I also have to point out that, although I think a lot of people have a different sense, the majority of lesbians don’t view women the way men do. I think many of us react to women much the same way as heterosexual women do because we’re socialized to do so most of our lives. In other words, a lot of us also have the same issues with women as heterosexual women do. When I hear about the same women in Hollywood all the time, like Kim Kardashian, I’m not responding with “XYZ is so hot”–I’m saying that XYZ gets on my nerves! She doesn’t get on my nerves because she’s “too beautiful.” She gets on my nerves because she’s shoved down my throat and because I’m sick of the Hollywood standard of beauty in the US. “She” is not just Kim–it’s pretty much all those Hollywood women who are shoved down everyone’s throats.
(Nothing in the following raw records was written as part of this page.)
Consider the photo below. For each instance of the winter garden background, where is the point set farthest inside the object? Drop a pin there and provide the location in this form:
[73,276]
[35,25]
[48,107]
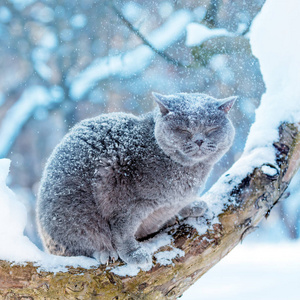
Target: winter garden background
[63,61]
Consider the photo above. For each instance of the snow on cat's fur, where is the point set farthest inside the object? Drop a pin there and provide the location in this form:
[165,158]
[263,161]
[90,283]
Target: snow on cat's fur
[118,177]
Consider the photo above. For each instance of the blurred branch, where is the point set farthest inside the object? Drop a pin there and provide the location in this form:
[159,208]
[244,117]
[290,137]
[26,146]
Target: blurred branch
[130,26]
[212,13]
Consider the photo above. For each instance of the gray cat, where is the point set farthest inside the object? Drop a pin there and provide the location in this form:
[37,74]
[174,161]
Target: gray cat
[117,178]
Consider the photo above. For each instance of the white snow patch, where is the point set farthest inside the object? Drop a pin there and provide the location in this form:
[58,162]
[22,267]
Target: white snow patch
[165,258]
[199,33]
[78,21]
[16,247]
[269,170]
[278,55]
[33,98]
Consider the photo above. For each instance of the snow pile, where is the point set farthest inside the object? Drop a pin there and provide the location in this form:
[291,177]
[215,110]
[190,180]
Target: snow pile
[14,246]
[199,33]
[274,40]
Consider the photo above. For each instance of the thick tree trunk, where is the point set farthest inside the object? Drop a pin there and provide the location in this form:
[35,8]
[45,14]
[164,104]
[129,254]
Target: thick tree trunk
[248,202]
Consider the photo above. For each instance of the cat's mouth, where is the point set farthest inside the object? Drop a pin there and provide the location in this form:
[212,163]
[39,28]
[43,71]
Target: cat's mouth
[197,152]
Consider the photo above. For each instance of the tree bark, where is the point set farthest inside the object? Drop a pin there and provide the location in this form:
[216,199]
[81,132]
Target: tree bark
[248,202]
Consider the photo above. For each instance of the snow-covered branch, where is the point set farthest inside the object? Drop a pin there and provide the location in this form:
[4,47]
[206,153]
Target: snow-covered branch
[132,62]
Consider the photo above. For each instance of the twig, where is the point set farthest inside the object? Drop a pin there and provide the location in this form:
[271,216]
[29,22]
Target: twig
[142,37]
[212,12]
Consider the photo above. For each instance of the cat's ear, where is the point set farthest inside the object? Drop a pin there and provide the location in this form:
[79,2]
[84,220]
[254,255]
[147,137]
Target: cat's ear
[162,102]
[226,104]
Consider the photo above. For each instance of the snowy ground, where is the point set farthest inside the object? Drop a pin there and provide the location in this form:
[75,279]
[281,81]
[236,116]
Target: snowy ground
[252,271]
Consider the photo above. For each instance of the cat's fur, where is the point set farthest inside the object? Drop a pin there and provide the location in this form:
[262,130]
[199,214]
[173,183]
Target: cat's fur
[117,177]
I don’t hate beautiful women, but I treat beautiful women the way most women treat me. In other words, I’m not mean to them, but I am less likely to interact with them at all than with other women and with men. This is especially true for beautiful non-black women. I have a really good white female friend, and we have talked about this a few times before. She has blonde hair, blue eyes, she’s thin and she cannot get men to leave her alone. I admitted to her that she and I would probably not be friends if we had met in person (we met on the internet). It was not that she was beautiful, which was not and would not have been my first thought about her upon first seeing her picture or if I saw her in person. It was the assumptions I would have made about her based on how she looks, including the fact that she’s white, the fact that she’s stereotypically attractive (even though she doesn’t think she is) and the fact that I’m tired of white women being valued more than other women–especially ones that look more like her. What would she know about 80s rap music (which she does know about)? What would she know about racial consciousness (which she does know about)?
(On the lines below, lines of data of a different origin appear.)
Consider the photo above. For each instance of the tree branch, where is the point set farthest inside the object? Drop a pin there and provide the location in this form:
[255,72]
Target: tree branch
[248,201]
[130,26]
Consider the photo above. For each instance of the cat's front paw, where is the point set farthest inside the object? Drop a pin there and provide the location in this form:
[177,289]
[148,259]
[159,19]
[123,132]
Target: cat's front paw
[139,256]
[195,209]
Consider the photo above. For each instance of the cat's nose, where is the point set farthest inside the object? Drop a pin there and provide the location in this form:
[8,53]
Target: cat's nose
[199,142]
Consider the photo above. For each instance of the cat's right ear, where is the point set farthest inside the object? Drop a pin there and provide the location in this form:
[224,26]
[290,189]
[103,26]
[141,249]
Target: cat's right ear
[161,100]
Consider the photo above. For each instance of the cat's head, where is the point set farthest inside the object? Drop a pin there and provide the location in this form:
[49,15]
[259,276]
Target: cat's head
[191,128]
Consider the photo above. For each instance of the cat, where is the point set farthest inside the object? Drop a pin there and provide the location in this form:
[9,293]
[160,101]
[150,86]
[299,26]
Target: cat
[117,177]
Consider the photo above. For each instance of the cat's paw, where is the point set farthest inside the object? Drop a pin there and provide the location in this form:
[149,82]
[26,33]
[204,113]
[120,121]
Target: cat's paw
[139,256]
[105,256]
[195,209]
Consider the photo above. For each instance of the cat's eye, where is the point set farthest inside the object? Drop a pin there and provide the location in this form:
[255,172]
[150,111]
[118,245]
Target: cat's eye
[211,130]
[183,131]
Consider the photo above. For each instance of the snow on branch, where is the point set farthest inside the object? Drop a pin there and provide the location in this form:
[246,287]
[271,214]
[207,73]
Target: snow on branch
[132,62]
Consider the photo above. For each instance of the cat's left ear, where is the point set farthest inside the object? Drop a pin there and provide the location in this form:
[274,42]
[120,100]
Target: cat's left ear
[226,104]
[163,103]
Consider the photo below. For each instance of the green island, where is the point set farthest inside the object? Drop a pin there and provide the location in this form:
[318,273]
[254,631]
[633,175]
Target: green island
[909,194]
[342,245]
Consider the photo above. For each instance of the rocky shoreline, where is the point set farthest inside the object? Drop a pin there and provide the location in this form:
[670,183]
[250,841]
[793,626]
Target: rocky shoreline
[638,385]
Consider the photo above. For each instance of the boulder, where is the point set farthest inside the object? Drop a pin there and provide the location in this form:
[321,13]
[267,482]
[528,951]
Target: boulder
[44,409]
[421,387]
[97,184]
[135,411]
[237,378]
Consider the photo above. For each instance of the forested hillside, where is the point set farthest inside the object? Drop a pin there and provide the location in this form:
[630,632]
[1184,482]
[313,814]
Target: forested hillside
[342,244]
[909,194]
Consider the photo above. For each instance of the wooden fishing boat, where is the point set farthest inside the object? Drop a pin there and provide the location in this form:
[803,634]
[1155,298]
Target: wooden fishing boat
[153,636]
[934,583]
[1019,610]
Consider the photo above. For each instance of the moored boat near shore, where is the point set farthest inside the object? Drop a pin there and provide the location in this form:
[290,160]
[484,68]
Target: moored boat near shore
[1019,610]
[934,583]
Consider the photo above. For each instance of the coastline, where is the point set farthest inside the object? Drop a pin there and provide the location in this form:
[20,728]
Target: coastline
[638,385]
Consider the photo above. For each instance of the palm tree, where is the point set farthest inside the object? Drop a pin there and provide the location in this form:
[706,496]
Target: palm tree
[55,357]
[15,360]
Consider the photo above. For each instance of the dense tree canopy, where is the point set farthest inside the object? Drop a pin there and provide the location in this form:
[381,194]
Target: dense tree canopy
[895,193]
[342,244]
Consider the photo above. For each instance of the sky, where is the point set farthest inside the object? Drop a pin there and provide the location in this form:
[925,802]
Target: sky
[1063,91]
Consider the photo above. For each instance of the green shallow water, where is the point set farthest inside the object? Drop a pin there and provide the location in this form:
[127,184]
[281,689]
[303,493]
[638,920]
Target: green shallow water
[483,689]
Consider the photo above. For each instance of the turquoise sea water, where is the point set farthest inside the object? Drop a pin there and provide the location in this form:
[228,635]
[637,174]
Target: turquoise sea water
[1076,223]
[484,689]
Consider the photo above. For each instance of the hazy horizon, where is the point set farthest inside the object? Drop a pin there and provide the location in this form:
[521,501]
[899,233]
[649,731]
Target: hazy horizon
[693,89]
Yes, I am saying that I treat women the way I believe women treat me. But I’m also saying this treatment is usually not based just on a woman’s beauty alone–it’s assumptions and characteristics, or at least that’s my theory.
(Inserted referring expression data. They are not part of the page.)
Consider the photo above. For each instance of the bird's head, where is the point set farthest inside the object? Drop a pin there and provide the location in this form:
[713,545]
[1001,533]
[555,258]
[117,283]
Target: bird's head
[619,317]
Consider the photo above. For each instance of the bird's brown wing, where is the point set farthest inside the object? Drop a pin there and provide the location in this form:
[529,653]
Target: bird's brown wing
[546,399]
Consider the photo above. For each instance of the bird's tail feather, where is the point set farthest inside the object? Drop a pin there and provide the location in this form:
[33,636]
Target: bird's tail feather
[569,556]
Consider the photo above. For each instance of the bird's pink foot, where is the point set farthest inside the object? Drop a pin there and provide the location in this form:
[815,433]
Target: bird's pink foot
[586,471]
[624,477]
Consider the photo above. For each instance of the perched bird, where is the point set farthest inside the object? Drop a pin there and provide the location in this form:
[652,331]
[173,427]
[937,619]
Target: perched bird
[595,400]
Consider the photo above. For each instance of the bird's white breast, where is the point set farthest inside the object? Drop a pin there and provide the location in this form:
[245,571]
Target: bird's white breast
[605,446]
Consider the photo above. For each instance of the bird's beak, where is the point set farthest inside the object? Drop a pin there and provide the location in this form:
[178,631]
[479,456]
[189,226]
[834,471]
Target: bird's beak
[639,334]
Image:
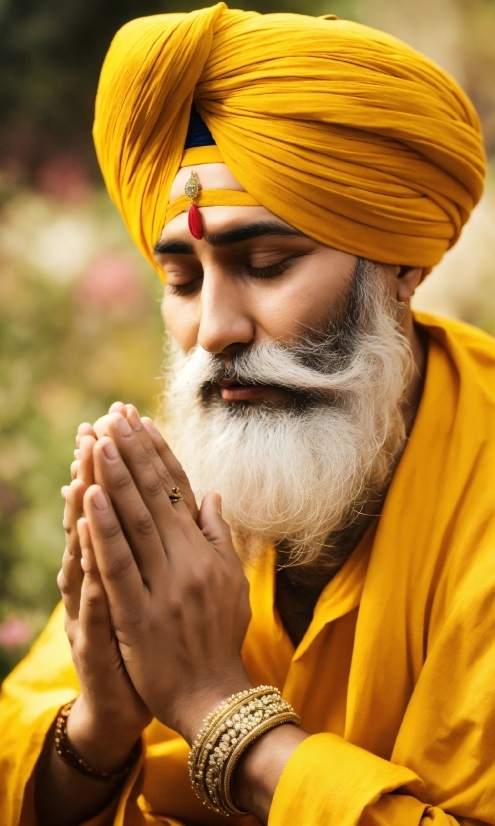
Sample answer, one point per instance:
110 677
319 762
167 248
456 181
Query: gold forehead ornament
191 189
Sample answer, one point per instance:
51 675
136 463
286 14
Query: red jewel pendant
191 189
194 222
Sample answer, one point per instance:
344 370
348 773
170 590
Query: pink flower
13 631
111 281
65 179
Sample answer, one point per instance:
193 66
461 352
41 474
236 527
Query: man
326 167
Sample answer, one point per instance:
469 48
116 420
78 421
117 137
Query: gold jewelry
176 497
191 190
73 759
224 737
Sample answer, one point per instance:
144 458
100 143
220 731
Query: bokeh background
79 311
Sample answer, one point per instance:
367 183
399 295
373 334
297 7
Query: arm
286 776
108 716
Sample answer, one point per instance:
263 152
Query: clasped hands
155 596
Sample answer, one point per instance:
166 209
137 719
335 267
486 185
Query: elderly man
340 443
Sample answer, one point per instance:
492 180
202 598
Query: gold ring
176 497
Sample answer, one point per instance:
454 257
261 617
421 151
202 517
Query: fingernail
149 425
133 418
110 451
100 501
123 426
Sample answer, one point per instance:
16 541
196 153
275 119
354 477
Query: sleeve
30 700
29 703
442 768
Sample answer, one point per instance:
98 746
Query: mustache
311 371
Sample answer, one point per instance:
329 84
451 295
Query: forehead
210 175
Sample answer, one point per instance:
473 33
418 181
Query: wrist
199 706
102 741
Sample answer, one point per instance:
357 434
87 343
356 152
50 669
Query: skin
156 600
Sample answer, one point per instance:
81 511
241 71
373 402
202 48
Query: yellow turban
343 131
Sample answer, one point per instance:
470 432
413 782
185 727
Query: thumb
213 525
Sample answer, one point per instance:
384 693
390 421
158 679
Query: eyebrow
229 237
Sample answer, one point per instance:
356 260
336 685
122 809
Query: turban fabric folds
346 133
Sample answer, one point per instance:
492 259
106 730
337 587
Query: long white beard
299 475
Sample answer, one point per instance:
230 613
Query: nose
225 318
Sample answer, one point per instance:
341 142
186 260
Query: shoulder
468 353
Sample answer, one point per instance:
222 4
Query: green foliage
79 328
51 52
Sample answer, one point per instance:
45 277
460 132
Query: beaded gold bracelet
225 735
75 761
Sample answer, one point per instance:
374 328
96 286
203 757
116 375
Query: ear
406 281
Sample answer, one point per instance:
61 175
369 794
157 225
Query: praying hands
157 608
164 577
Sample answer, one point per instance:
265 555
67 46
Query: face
251 279
285 391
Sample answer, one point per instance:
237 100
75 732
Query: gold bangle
75 761
278 720
225 735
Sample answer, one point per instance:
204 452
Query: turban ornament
194 222
342 131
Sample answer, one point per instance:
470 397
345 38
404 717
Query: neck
418 344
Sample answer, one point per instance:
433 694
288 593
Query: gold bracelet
73 759
224 737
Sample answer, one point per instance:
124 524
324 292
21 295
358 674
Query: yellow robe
395 677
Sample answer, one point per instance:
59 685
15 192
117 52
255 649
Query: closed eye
270 271
187 288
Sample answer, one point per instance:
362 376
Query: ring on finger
176 497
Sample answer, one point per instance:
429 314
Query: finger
118 407
84 429
163 470
173 465
153 480
137 523
94 613
118 570
85 470
70 577
214 527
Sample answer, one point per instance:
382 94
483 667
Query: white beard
299 475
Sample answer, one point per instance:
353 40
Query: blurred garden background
79 310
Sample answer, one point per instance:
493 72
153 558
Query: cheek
181 318
307 297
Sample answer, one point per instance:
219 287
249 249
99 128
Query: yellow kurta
395 676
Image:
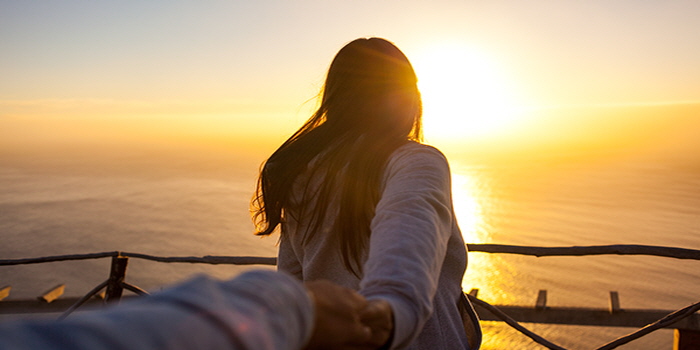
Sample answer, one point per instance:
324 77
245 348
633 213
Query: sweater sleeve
257 310
409 235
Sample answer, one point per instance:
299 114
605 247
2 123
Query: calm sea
195 206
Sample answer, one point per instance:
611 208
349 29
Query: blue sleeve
257 310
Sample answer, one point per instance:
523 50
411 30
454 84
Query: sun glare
465 95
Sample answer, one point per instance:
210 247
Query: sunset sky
244 73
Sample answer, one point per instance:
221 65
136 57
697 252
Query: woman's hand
338 323
379 317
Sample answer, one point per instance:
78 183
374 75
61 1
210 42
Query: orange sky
495 75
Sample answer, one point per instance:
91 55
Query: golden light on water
487 272
467 206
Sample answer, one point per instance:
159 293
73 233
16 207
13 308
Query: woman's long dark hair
370 106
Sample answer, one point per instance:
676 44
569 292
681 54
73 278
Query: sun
465 94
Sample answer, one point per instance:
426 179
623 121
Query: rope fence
115 284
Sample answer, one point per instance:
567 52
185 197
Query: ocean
196 205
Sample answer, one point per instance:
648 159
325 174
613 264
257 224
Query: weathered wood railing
686 321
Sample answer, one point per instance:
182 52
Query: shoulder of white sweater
414 153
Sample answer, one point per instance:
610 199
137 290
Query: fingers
338 323
379 317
Ironically, I think attractive women have the most negative assumptions made about them, especially by other women. And assumptions can be a problem even after knowing someone and allegedly being their friend, i.e. how Brick describes women with whom she previously had a friendly relationship becoming cold because the woman assumes her husband is interested in Brick and Brick would engage that interest. However, I have gotten to know some beautiful women and, upon getting to know them, I liked them more. And that was because I could overcome the idea of them that I had in my head by seeing that they were better people than that. Who knows? Maybe Brick’s problem is that she doesn’t overcome the negative assumptions women make about her, and maybe that’s on her. Or maybe these women she knows are that narrowminded. I know I don’t overcome negative assumptions women might hold because I never make any social effort with women, but I can’t say anything about Brick.